Contudo, o estado dele piorou nos dois dias seguintes, então comecei a enviar pensamentos retos junto com ele. Coloquei uma placa de "Não perturbe" na porta para que não fôssemos interrompidos. Sentamos de frente para uma parede na cozinha que exibia o grande caractere chinês "mie" (parte de uma frase do Falun Dafa que aborda a eliminação de substâncias negativas). Começamos a repetir o caractere em voz alta. Minha mente estava concentrada e o caractere continuava aparecendo diante dos meus olhos.

Fizemos isso por um dia e meio e ambos nos sentimos exaustos. O estado do meu marido não melhorou. Nesse ponto, parei de enviar pensamentos retos e comecei a compartilhar minhas preocupações com ele. Disse-lhe que ele precisava olhar para dentro de si para encontrar seus apegos, especialmente os mais profundos, caso contrário, enviar pensamentos retos não ajudaria muito.

Voltamos para a cozinha para recitar a palavra "mie" novamente. Enquanto fazia isso, comecei a me sentir um tanto sobrecarregada e comecei a chorar pelas pessoas do mundo. Não recitei tão alto e não parecia ter o tom opressivo e prejudicial de antes. Chorei por aqueles policiais que frequentemente vinham assediar e vigiar meu marido nos últimos meses após sua libertação da prisão.

Pensei: se a saúde do meu marido piorar, as pessoas dirão: "Vejam, ele ficou incapacitado por praticar o Falun Dafa". Elas terão uma atitude ainda mais negativa em relação ao Dafa e será ainda mais difícil para elas entenderem a verdade.

Eu repetia "mie" sem parar, com lágrimas escorrendo pelo rosto. Pensei: Pelo bem de todos os seres sencientes, meu marido precisa sobreviver! Naquele momento, senti verdadeiramente a enorme responsabilidade dos praticantes. Percebi que as pessoas neste mundo estão observando como cada um de nós se comporta. O tempo e a oportunidade para contar às pessoas a verdade sobre o Dafa estavam se esgotando.

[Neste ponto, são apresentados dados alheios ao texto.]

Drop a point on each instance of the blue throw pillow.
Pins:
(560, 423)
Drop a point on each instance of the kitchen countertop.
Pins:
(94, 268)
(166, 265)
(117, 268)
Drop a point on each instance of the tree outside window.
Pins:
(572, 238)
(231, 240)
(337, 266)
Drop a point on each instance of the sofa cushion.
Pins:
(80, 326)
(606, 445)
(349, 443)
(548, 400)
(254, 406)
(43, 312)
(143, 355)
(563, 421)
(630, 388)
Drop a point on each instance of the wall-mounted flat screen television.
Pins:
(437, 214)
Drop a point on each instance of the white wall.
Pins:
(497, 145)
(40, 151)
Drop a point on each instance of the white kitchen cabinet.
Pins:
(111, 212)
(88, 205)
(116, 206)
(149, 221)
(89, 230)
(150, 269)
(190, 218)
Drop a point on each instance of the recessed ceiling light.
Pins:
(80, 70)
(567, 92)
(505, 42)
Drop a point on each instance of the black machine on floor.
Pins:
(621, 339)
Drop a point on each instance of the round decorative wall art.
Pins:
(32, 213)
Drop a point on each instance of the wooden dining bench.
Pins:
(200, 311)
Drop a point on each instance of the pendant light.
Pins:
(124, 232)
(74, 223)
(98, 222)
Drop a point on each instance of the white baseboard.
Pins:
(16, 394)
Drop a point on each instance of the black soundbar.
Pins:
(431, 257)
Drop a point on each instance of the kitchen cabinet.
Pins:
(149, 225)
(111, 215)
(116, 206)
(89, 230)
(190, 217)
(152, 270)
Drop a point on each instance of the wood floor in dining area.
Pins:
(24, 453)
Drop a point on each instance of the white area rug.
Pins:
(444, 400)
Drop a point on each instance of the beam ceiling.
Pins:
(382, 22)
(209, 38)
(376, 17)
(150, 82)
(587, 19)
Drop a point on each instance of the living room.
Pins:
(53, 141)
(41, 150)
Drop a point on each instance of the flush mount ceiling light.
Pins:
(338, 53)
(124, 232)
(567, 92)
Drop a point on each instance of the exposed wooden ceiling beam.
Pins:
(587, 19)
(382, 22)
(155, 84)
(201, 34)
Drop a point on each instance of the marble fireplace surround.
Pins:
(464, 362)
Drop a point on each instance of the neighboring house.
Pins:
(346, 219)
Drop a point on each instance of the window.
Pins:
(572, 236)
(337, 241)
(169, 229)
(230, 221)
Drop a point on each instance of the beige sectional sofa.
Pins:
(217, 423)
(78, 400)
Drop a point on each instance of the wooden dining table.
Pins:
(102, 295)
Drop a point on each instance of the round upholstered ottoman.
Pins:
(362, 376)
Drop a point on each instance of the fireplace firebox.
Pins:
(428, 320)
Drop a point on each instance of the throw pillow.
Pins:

Meu marido disse: "Estou bem agora, a 'presença maligna' na minha perna sumiu e me sinto muito leve". Ele também me mostrou como conseguia mover as duas pernas com facilidade. Mais tarde, ele me contou que havia descoberto um apego fundamental ao uso do Dafa para benefício próprio – ele estava enviando pensamentos retos para que a polícia não o prendesse novamente. Pensei que essa descoberta do seu apego egoísta também pudesse ter alguma relação com o meu choro compassivo pelos seres sencientes.

Embora meu marido conseguisse andar, seu braço esquerdo ainda não havia voltado ao normal. Então, continuamos enviando pensamentos retos pelas três semanas seguintes. Ambos nos sentíamos exaustos, mas o braço esquerdo dele continuava o mesmo.

Certa noite, às 2h da manhã, de repente pensei no meu marido como um ser consciente que precisava de ajuda. Todos os meus pensamentos por ele eram de compaixão. Eu não tinha nenhuma queixa — pelo contrário, sentia muita pena dele. Nesse instante, enquanto meu marido se sentava para meditar, todas as sensações ruins deixaram seu corpo pelos braços e pernas. Ele me contou depois que não pensou em nada e que sua mente estava muito calma enquanto todas as sensações ruins em seu corpo desapareciam abruptamente. Depois disso, meu marido se sentiu bem o suficiente para voltar ao trabalho. Três meses depois, ele estava completamente recuperado.

Após vivenciarmos essa provação, decidi que jamais machucarei alguém para me sentir melhor ou por motivos egoístas, e que serei compassiva e atenciosa com os outros em todos os momentos. Caso contrário, as consequências poderão ser muito graves.

Estas são algumas das minhas recentes percepções sobre o cultivo. Por favor, indique qualquer coisa inadequada.

Os artigos nos quais os praticantes compartilham seus entendimentos geralmente refletem a percepção individual em um determinado momento, com base em seu estado de cultivo, e são oferecidos com o objetivo de promover a elevação mútua.